Pope Visits Latin America
March 26, 2012
Pope Benedict XVI, head of the Roman Catholic Church, continued his visit of Latin America, leaving Mexico for Cuba. The 84-year-old pontiff, who was elected pope in 2005 after the death of Pope John Paul II, is visiting Spanish-speaking Latin America for the first time. (Pope Benedict visited Portuguese-speaking Brazil in 2007.) Mexico, in which more than 75 percent of the people are Roman Catholics, has the second-largest Catholic congregation in the world, after Brazil.

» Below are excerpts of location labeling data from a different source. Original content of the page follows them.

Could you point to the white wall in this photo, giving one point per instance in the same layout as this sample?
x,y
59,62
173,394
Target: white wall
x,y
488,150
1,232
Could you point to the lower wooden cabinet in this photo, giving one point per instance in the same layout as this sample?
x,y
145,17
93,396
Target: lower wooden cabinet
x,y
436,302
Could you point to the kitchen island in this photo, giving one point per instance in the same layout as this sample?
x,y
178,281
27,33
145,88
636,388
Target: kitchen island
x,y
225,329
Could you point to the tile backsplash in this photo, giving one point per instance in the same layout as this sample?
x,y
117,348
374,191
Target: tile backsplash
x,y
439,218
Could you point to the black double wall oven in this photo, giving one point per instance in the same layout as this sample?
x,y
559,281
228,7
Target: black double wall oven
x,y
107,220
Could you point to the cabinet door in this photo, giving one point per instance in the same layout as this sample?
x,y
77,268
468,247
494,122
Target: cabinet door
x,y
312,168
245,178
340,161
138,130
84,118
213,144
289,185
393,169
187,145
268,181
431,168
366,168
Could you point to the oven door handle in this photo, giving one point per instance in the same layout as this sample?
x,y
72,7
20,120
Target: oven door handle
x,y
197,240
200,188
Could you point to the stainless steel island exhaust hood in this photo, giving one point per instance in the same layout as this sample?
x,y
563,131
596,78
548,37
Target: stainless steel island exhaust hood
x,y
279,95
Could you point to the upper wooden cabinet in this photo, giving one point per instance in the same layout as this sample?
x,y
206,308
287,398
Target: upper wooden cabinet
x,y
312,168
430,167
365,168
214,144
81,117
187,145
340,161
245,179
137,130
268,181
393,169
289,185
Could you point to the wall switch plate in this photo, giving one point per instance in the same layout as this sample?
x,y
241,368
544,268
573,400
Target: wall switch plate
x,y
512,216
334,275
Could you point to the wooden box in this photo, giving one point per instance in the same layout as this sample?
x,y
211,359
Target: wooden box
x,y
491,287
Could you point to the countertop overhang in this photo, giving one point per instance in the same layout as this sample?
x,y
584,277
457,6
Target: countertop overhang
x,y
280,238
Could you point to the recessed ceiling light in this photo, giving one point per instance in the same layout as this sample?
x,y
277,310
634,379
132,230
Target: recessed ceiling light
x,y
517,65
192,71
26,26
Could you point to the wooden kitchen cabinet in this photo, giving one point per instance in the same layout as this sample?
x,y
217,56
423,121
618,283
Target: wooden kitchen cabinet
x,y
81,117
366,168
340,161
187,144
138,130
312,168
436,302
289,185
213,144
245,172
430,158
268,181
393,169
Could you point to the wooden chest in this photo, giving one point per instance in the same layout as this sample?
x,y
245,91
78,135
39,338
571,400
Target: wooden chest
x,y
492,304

Pope Benedict used his visit to Mexico both to address the faithful and to speak out on political issues several months before the July 1, 2012, presidential election. Upon his arrival on March 23 in Silao, in central Guanajuato state, the pope condemned the drug-related violence that has left some 50,000 people dead in northern Mexico over the past five years. He urged the people to renounce the “idolatry of money” that fuels the drug trade. On March 24, the pope had a private meeting with Mexican President Felipe Calderon, whose crackdown on the drug cartels has been central to his administration. The two leaders discussed such issues as climate change and organized crime.
On March 25, the pontiff led an open-air Mass beside the Christ the King monument at Bicentennial Park, near Silao. A crowd of some 500,000 people had gathered from across the nation, thousands of them camping out in the field at night, to see the pope.
In Cuba, the pope was scheduled to preside at two public Masses during his three-day visit. Pope Benedict’s plane landed in the southeastern city of Santiago de Cuba on the afternoon of March 26. He was scheduled to arrive in the capital, Havana, on March 27, where he was to celebrate Mass in Revolution Plaza. Although Communist Cuba was officially an atheist state until the 1990′s, an estimated 40 percent to 60 percent of the island nation’s people are Catholics. However, few Cuban Catholics practice openly.
Benedict’s visit was expected to boost tourism to Cuba, where President Raul Castro, who was elected in 2008, has enacted free market reforms allowing people to establish private businesses. The pope has urged Cuban leaders to abandon the country’s decades-old Marxist system, which he says “no longer corresponds to reality.”